Refer to balance sheet tickmark “T” for the impact that this pro forma adjustment to capture incremental stock-based compensation expense has on the combined company’s accumulated deficit. Also, refer to balance sheet tickmark “R” for the impact of the vesting of RSUs on the combined company’s additional paid-in capital.
b—Represents the elimination of interest income and unrealized gains earned on cash equivalents held in Osprey’s Trust Account during the period. Cash equivalents, net of redemptions (refer to balance sheet tickmark “S”), were released from Osprey’s Trust Account and became available for general use by the combined company upon consummation of the merger.
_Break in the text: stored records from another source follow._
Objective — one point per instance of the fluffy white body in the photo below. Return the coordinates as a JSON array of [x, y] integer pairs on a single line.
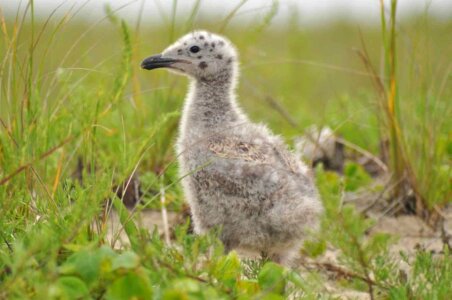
[[236, 174]]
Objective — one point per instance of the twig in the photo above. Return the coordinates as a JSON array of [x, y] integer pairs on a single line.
[[364, 152], [164, 215]]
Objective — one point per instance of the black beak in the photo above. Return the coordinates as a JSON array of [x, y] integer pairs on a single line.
[[157, 61]]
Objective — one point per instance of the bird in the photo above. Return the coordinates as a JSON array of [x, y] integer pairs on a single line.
[[236, 175]]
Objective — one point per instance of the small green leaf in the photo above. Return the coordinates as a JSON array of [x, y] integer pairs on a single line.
[[228, 269], [126, 260], [272, 277], [87, 263]]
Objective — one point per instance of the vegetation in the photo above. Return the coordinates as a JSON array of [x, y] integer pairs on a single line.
[[78, 117]]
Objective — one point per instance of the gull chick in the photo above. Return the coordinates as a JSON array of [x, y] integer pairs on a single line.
[[237, 175]]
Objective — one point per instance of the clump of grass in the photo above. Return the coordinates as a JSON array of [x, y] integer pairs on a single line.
[[58, 104], [416, 171]]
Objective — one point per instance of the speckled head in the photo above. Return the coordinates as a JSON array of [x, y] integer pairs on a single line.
[[201, 55]]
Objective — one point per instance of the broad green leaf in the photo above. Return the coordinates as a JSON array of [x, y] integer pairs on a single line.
[[70, 287], [130, 286]]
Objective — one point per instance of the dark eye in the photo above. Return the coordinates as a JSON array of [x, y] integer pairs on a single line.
[[194, 49]]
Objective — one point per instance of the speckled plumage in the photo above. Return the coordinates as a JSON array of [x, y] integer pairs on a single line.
[[237, 175]]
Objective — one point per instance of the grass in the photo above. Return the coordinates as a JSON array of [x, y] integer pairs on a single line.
[[72, 91]]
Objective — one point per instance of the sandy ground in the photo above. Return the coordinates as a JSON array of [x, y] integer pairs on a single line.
[[411, 233]]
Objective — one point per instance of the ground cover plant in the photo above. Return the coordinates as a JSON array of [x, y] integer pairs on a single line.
[[82, 129]]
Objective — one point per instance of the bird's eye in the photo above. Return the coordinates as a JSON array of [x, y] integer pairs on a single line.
[[194, 49]]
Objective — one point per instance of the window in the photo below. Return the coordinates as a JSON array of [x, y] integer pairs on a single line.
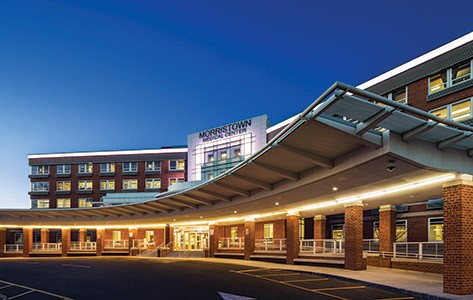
[[85, 168], [268, 231], [107, 168], [63, 203], [42, 186], [40, 203], [435, 229], [435, 203], [85, 202], [130, 167], [39, 170], [153, 183], [154, 166], [175, 165], [63, 169], [457, 112], [175, 180], [85, 185], [107, 185], [63, 186], [450, 77], [130, 184]]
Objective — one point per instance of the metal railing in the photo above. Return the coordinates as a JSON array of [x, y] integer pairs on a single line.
[[332, 246], [120, 244], [13, 248], [422, 250], [270, 245], [232, 243], [83, 246], [46, 247]]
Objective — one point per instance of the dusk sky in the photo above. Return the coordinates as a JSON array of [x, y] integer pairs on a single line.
[[113, 75]]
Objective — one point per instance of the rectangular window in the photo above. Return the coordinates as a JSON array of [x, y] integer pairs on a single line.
[[63, 169], [42, 186], [175, 165], [85, 202], [175, 180], [130, 184], [435, 229], [130, 167], [153, 166], [107, 168], [85, 168], [107, 185], [63, 186], [40, 203], [153, 183], [39, 170], [268, 231], [85, 185], [63, 203]]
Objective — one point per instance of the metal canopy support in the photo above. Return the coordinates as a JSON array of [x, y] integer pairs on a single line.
[[419, 130], [257, 182], [239, 191], [284, 173], [374, 120], [453, 140], [312, 157]]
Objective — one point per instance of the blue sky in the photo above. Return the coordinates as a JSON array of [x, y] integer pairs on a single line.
[[107, 75]]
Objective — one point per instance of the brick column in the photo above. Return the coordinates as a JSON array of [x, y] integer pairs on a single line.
[[292, 237], [354, 237], [458, 237], [3, 239], [249, 238], [65, 240], [100, 240], [320, 227], [27, 241]]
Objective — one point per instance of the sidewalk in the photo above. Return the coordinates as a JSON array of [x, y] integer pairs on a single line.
[[419, 284]]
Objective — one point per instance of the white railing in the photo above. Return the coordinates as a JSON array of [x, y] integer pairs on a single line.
[[121, 244], [47, 247], [421, 250], [13, 248], [270, 245], [84, 246], [233, 243], [323, 246]]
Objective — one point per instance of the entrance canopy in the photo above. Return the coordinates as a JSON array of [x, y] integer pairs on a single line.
[[349, 145]]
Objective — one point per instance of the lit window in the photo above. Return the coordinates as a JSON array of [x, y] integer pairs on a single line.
[[153, 166], [268, 231], [85, 168], [63, 169], [85, 202], [63, 186], [436, 229], [85, 185], [153, 183], [40, 203], [107, 168], [63, 203], [130, 167], [175, 165], [107, 185], [39, 170], [42, 186], [130, 184], [175, 180]]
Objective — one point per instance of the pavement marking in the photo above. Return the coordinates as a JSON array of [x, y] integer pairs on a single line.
[[75, 266]]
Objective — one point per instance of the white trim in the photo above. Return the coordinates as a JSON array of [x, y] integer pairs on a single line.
[[108, 153], [417, 61]]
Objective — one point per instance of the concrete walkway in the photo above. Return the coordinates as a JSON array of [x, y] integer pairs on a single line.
[[418, 284]]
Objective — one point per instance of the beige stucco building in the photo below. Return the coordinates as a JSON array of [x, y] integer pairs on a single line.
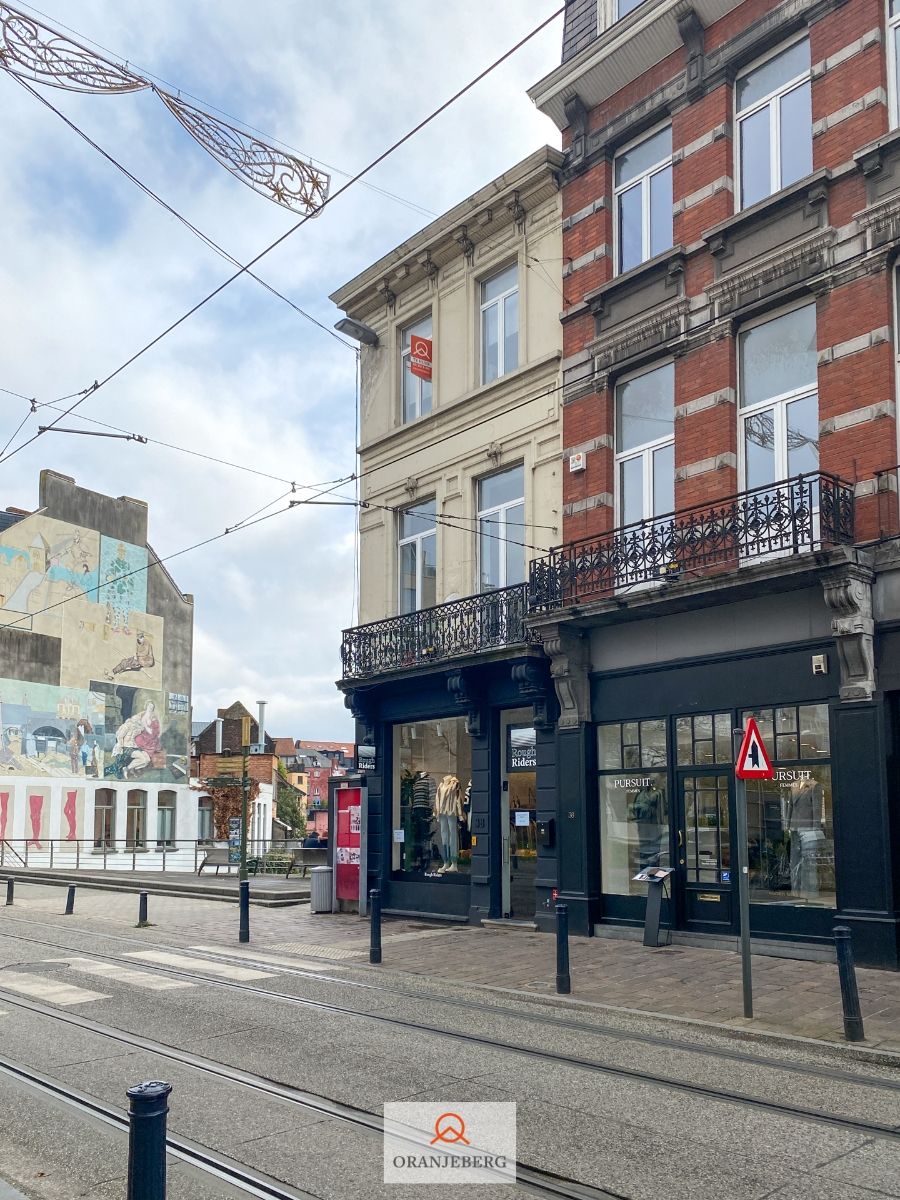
[[461, 477], [484, 412]]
c—Represents the elimination of (1) the $14.7 million unrealized loss attributable to certain outstanding Series B preferred stock warrants, Series C preferred Stock warrants, and Class A common stock warrants reported as liabilities on BlackSky’s balance sheet as of June 30, 2021 (and through the date of the Transactions) and (2) the $0.3 million unrealized loss attributable to certain debt issuance costs (i.e., the Intelsat and Seahawk/Thales consent fees) reported as a derivative liability on BlackSky’s balance sheet as of June 30, 2021 (and through the date of the Transactions), since each lender had the option to have the fees due to them settled for a variable number of shares, instead of cash. Based upon the accounting treatment applicable to the warrants and the consent fees, BlackSky historically recognized changes in their fair value between reporting periods in its income statement. Upon consummation of the Transactions, the warrants were exercised for shares of BlackSky’s Series B preferred stock, Series C preferred stock, and Class A common stock, and those shares were immediately exchanged for shares of Osprey common stock at the applicable exchange ratio. As the warrants were exercised and the consent fees were settled upon consummation of the Transactions, the combined company is not expected to incur similar future unrealized losses (or unrealized gains) attributable to these liability classified financial instruments.